Virtual Currencies are Commodities; Jurisdiction of the CFTC. The Primer notes that the definition of commodity included in the Commodity Exchange Act is broad, and can include a physical commodity such as an agricultural product or a natural resource, a currency or interest rate, and includes “all services, rights, and interests … in which contracts for future delivery are presently or in the future dealt in.” The CFTC first found that Bitcoin and other virtual currencies are properly within the ambit of “commodity” in 2015. The CFTC has oversight over futures, options and derivatives contracts and its jurisdiction is implicated “when a virtual currency is used in a derivatives contract, or if there is fraud or manipulation involving a virtual currency traded in interstate commerce.”
 
Initial Coin Offerings, Virtual Tokens and CFTC Oversight. The Primer mentions that the Securities and Exchange Commission (SEC) last summer released a Section 21(a) report on the DAO tokens, determining that those particular tokens met the definition of “security” under the federal securities laws. The Primer asserts that “there is no inconsistency between the SEC’s analysis and the CFTC’s determination that virtual currencies are commodities and the virtual tokens may be commodities or derivatives contracts depending on the particular facts and circumstances.” The CFTC “looks beyond form and considers the actual substance and purpose of an activity when applying the federal commodities laws and CFTC regulations.” 
 
Accordingly, both the CFTC and SEC have now announced that they will consider these issues on a case-by-case basis, depending on the particular facts and circumstances. Coinbase’s Securities Law Framework provides guidelines in applying existing regulation to each blockchain project’s facts and circumstances. It is important to note that depending on the structure of a transaction or platform, both the CFTC and SEC could assert overlapping jurisdiction, based on facts and circumstances and each Commission’s interpretation of its statutes. In other words, being subject to the jurisdiction of the CFTC does not insure that there will be no SEC regulatory implications and vice versa.
 
Risks
 
The “Risks” section of the Primer is structured by the CFTC as a series of warnings to investors and includes several risks, as follows.
 
Operational Risks. The Primer acknowledges that the virtual currency market has many platforms for converting one type of virtual currency into another currency, or into fiat currency. However, the CFTC cautions that many of these platforms are not subject to the supervision that applies to regulated exchanges and may be missing critical system safeguards and customer protection related systems. 
 
Cybersecurity Risk.

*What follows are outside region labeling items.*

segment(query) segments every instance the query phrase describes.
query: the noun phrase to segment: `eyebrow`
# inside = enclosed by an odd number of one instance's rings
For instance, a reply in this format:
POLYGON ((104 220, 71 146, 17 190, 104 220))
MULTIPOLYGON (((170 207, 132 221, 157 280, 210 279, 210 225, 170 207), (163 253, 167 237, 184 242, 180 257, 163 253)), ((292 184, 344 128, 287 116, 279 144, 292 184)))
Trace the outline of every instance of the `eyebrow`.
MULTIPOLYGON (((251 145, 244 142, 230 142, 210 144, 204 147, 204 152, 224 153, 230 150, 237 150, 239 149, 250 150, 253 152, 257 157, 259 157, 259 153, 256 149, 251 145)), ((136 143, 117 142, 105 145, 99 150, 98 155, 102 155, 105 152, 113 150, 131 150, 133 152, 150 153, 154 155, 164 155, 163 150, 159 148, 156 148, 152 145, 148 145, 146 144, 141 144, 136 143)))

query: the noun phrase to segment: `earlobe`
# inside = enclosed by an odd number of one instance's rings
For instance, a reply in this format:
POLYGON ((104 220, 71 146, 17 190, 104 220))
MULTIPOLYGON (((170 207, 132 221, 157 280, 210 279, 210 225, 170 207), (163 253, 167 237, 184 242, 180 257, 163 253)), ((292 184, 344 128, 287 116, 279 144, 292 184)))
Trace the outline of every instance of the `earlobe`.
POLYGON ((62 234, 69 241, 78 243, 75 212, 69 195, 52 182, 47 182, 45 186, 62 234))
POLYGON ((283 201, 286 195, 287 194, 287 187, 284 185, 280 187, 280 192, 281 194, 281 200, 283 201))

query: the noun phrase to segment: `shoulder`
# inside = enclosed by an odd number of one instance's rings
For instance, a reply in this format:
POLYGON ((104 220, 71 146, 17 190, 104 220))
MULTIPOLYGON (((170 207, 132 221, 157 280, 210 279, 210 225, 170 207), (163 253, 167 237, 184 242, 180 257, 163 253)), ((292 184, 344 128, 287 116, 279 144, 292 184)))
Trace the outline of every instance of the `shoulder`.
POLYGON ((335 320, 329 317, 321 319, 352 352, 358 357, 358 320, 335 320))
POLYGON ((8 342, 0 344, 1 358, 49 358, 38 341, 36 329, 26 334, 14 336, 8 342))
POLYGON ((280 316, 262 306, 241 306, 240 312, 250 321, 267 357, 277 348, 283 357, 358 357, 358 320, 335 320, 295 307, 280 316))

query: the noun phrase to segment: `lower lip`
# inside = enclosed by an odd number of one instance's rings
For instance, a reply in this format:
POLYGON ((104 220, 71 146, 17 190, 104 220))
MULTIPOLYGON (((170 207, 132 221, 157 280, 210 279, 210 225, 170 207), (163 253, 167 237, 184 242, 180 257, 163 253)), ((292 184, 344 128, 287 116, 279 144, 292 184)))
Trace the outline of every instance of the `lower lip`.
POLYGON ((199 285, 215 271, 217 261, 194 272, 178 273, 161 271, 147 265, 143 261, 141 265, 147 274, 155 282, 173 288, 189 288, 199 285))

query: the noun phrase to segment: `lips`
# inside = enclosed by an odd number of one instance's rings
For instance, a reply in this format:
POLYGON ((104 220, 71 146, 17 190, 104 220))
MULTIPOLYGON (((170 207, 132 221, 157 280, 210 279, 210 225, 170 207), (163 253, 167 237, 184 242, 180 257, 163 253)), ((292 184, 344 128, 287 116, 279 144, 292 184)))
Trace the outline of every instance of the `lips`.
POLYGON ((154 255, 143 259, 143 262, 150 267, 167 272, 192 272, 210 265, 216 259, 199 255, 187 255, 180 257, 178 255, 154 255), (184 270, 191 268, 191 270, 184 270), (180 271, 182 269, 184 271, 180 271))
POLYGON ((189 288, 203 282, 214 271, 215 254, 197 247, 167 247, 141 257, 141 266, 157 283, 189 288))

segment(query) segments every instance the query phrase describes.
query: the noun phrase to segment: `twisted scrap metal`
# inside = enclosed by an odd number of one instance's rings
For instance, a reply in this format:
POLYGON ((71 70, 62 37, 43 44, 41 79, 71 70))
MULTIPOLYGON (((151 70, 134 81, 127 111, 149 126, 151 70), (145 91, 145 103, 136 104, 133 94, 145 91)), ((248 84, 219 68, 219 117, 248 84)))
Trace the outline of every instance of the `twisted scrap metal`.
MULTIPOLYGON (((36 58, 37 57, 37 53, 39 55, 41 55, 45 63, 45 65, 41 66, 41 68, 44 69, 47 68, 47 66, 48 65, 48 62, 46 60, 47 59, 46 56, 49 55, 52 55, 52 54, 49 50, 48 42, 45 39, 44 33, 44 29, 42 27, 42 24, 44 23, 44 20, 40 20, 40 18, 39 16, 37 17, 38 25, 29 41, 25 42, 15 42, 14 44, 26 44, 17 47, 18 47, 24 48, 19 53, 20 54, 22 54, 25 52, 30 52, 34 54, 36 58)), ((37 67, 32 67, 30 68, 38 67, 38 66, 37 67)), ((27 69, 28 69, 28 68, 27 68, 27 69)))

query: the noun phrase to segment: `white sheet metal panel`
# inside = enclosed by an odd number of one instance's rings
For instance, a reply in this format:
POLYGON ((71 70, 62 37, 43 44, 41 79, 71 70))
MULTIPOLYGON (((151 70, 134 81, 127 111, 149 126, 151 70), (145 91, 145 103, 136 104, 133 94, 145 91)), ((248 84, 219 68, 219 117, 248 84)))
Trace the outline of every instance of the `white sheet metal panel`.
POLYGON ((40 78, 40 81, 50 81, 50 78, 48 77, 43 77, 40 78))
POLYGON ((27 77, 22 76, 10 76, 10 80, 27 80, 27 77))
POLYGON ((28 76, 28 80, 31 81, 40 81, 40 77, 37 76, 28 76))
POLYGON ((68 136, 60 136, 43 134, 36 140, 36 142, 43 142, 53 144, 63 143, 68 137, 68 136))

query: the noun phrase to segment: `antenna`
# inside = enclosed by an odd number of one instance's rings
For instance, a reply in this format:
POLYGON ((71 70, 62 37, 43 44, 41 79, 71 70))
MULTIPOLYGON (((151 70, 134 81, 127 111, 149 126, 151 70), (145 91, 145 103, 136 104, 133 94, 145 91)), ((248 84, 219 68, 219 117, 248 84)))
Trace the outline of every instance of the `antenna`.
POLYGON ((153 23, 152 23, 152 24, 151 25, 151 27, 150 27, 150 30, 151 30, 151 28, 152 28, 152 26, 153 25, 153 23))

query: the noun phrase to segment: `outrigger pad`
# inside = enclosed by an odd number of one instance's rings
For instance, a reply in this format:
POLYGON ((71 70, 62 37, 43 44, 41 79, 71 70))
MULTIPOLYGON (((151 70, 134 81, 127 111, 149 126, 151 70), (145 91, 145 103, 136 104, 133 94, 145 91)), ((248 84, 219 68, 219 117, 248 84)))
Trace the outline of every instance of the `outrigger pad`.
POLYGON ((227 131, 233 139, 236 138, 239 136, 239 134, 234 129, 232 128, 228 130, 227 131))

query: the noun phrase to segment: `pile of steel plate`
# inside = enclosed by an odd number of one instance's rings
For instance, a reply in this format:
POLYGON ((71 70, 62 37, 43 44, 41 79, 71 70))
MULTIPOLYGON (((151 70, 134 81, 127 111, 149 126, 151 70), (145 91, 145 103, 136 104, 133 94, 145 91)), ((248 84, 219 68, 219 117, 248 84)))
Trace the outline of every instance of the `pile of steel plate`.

Virtual currency may present cybersecurity risk since some platforms may commingle customer assets in shared accounts, which can affect whether and how the currency can be withdrawn, and may be vulnerable to hacks, resulting in the theft of virtual currency and the loss of customer assets.
 
Speculative Risks. Virtual currency may present speculative risk since, among other things, the market has been subject to substantial volatility and may be subject to price manipulation.
 
Fraud and Manipulation Risk. The Primer also cautions against the risk of fraud and manipulation.
 

Conclusion

The Primer represents another regulator contribution to the world of blockchain tokens. For blockchain projects that create tokens, we reiterate our often expressed view that the features and functions of the platform and the tokens must be analyzed carefully when determining which regulatory regime(s) apply. In other words, the context determines the regulation. 

Finally, (and most importantly) don’t commit fraud.

 

DISCLAIMER: Because of the generality of this update, the information provided herein may not be applicable in all situations and should not be acted upon without specific legal advice based on particular situations.